Digital Chameleon Blog
Social Media success metrics
Wednesday, November 24, 2010
As with any campaign, the metrics that you choose to measure should align with your campaign objectives. Forrester suggests that marketers fail because they tend to focus on the metrics that are most easily available, as opposed to those that best correspond to their objectives.
So start with clear goals. As we covered in a previous column, be clear why you’re planning a social media program. Is it for customer service, marketing or PR, product support or development, sales, grassroots marketing? Market research? Will it help your SEO efforts by building inbound links? Once you decide on why you’re involved with social media you want to concentrate on the metrics that matter most.
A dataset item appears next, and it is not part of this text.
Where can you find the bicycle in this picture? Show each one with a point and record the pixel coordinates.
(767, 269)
You don’t want to waste time looking at measurements that show how well your influencer program is going when what you wanted to do was improve customer service.
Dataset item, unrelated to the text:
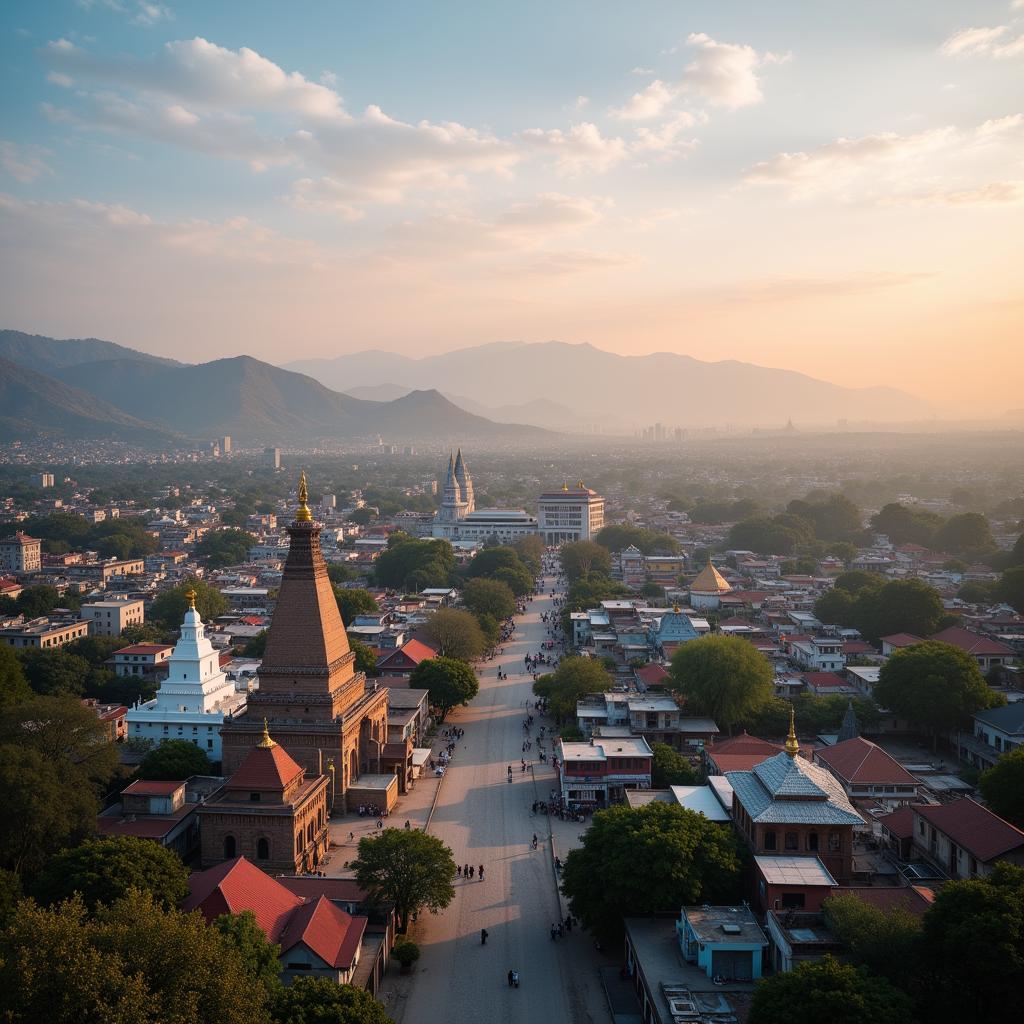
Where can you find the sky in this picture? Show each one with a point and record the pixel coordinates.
(833, 187)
Some examples of metrics that tie back to the specific goals of a social media program include: engagement, traffic, viral analysis, influencer tracking, and sentiment. If you want to generate sales, you might be looking at driving engagement – getting people to spend time understanding your offering. In this case you’d want to track your conversion and not focus on things like number of links or retweets. Businesses where grass roots or word of mouth marketing are drivers should understand what is going viral for their brand and why.
Social media brings a couple of new metrics to online marketing – influence and sentiment. It’s crucial for marketers to know who their social media influencers are. This is a challenge for marketers since the opinions of a relatively unknown individual thought leader can be more powerful than a celebrity in terms of how their comments or actions affect a brand.
Sentiment brings with it even more nuance. We can now “listen in” on a vast number of conversations, and the numbers of conversations and people involved are only one aspect of it. In order to discern what people are really saying and thinking, we need to be able to understand the “tone” of the conversations.
Common social media metrics include number of comments and shares, along with the number of readers/followers/fans/likes, etc. These are the numbers that start to determine influence. But it’s not so simple. If one tweeter is only followed by a few people, but those followers retweet everything that tweeter says, and their tweets are then seen by thousands of other tweeters, then that aggregation of posts, comments, followers, and retweeters can help marketers determine who the influencers are.
You want to be able to track the impact of your social marketing efforts and refine your activities based on the social data. Social media measurement is vital for benchmarking and tracking your success over time. It helps you compare your activity with that of your competitors, analyse the vast numbers of tweets and blog posts and comments, start to understand what all that data means, and then turn your insights into actions.